Looks like it does take gatekeeping and billion dollar corporate backing to make a successful console system.

Which is what I was afraid was probably going to happen way back when it was originally announced.

As I see it, there are two main functions of game consoles nowadays. One, a massive bulwark against piracy. Two, the practice of taking a cut of game sales effectively acts as a huge hardware subsidy. That means more powerful machines can hit that sweet spot of $3-400 that really make a console viable. More expensive console, fewer hardware units sold, less games sold, not sustainable. Less powerful but cheap console, games not as desirable, same thing.

Ouya hasn’t got either one.

In addition to everything stated above, which I agree with, I just think Android is a shit OS for game dev.
They gain very little from it (maybe some ease in porting smartphone games, fine) and every dev has to deal with Android, making OS API calls through JNI and all sorts of other garbage like that. The advantages Android provides make a lot of sense in the smartphone space (where you are dealing with any range of device capabilities, screen sizes and many other things) and they make some sense in other areas too, like set top boxes and the like, but for a dedicated indie gaming platform?

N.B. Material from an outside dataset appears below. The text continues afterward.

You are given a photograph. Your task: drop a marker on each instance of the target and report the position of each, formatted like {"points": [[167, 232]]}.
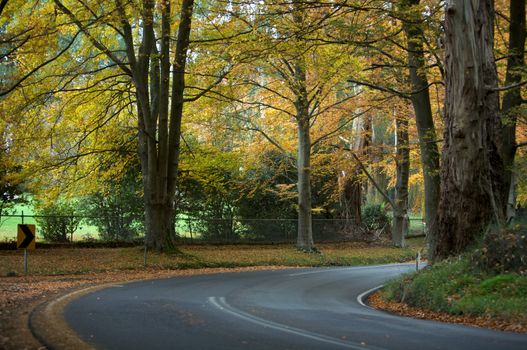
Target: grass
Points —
{"points": [[8, 225], [455, 287], [77, 261]]}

‘Free the games’ (the kickstarter matcher campaign) was also managed with a staggering level of incompetence and I think the (at least, original) premise behind it was kind of weird. Free the games by locking them into one platform nobody has? Yeah, that’s freeing them alright. Besides, can you really see a legitimate Ouya exclusive game managing to raise the amount of money they were requiring originally? There just aren’t enough Ouya owners - you’d need a pretty good portion of the entire customer base to fund your game just to make the minimum! Other people aren’t going to fund a project that they can first play six months after the Ouya version release.

Now, admittedly they’ve relaxed some of these requirements, but the premise is still kind of broken. They’d do better to just take the money and directly fund promising looking Kickstarter projects targeting Ouya rather than this kind of fraud bait.